Both Dr. Likness and a consulting physician felt Gross was having an immunologic reaction to the foreign body plastic mesh which caused profound irritation, inflammation and swelling as the body mounted a campaign to get rid of it.
Dr Likness told jurors, “It’s a foreign thing. The body will react and it can be absolutely devastating. I felt she was mounting an immunologic response against the mesh. Her body was trying to reject it get rid of it kick it out of her body.”
Another physician consulted by Dr. Likness who had been participating in Ms. Gross’ care noted dyspareunia and chronic pelvic pain, after she had a “Partial excision of the Prolift vaginal mesh.”
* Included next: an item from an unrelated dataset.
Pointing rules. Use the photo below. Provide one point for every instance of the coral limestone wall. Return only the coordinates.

He found a bunching of the mesh in the posterior side of her vagina. Dr. Likness also said the arms or wings of the mesh had contracted and gathered in the posterior wall of her vagina. Gross’ pain was coming from the spinal area on the left side, an area of the pudendal nerve which runs on either side of the pelvis and is responsible for delivering sensual feelings in the bodies of both men and women. It can also deliver sharp pain if it is damaged or trapped.
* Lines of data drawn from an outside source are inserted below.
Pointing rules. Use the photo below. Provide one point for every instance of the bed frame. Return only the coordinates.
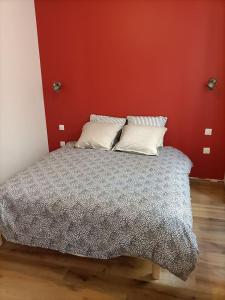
(155, 268)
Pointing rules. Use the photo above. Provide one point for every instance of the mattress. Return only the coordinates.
(104, 204)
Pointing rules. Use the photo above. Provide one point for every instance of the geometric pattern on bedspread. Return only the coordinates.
(104, 204)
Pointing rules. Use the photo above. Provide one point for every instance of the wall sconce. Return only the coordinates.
(57, 85)
(211, 83)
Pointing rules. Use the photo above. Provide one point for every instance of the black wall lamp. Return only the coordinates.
(211, 83)
(57, 86)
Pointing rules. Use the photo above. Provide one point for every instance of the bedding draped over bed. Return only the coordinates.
(104, 204)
“Did she have any pudendal pain prior to the procedure? asked her attorney. “She did not” said Dr. Likness.
It was assumed the mesh was putting pressure on the nerve so it was partially removed. Her unrelenting pain continued as did the pressure and burning.
Pain medication didn’t seem to help with her condition.
Mazie: “How would you describe her reaction to the pain?
Dr. Likness: “It has consumed her yet there is a remarkable quality that amazes me. She is the only person I’ve seen with this pain. Frequently I ask myself how could I deal with that and she is an amazing person. She’s in severe pain yet continues to be patient, remains calm, hasn’t blown up, hasn’t screamed. She’s cried; she’s not intimate with husband; she lost her job and is not able to enjoy what she liked with her kids. It’s consumed her.”
Another doctor from the Mayo Clinic in Minneapolis removed a piece of mesh and another consult with a doctor in the Phoenix area found she had severe recurrent left pudendal neuritis and nerve pain and inflammation. He did a nerve block with almost immediate relief using a steroid and long acting lydocaine called Marcaine. The steroid works over many hours or days to decrease inflammation, and irritation around the nerve.
The Phoenix surgeon extracted more mesh from the space behind the vagina. Mesh was believed to be the reported 2 to mm of mesh that was pushing again an incision in the vagina trying to get out he thought. Dr. Likness said it went away.
Back at the Mayo Clinic, a surgeon performed another mesh excision of the Prolift mesh from the posterior vaginal well. On January 24, 2008, he found a long piece of mesh wrapped around and embedded in her ureter. The doctor put in a temporary stent to preserve her kidney so it did not shut down.
All in all, Gross had 22 surgical procedures from July 2006 to last year and during nine of them mesh was found from the back of the vagina to the abdomen.
“We’ve had mesh fibers poking thru posterior wall of the vagina. It’s been all over her pelvis. All over her even out of the pelvis into the lower abdomen behind your public bone.
David Mazie: “ Is mesh supposed to be there?
Dr. Likness: “No.”
Q:”Was it placed there?”
To relieve the persistent pain in her left buttocks, left peritoneal pain and neuritis, increased swelling and in the inner left leg, her medical team suggested Botox. It failed to work but neither did a spinal stimulator placed in Gross in February 2012.
Gross now has a pain pump to deliver narcotics, which are potentially addictive. Her lawyer said she has a life which outlines what she will need for the rest of her life. When asked if her doctor understood the source of her pain, an Ethicon attorney objected.
Dr. Likness went on. “I firmly believe they are related to her mesh implant July 2006 and subject to issues and concerns that have gone one ever since.”
Q: “Did Linda have any of these issues pre-Prolift surgery?
A:”No she did not.
Q:”Do you have an opinion if these are permanent in nature?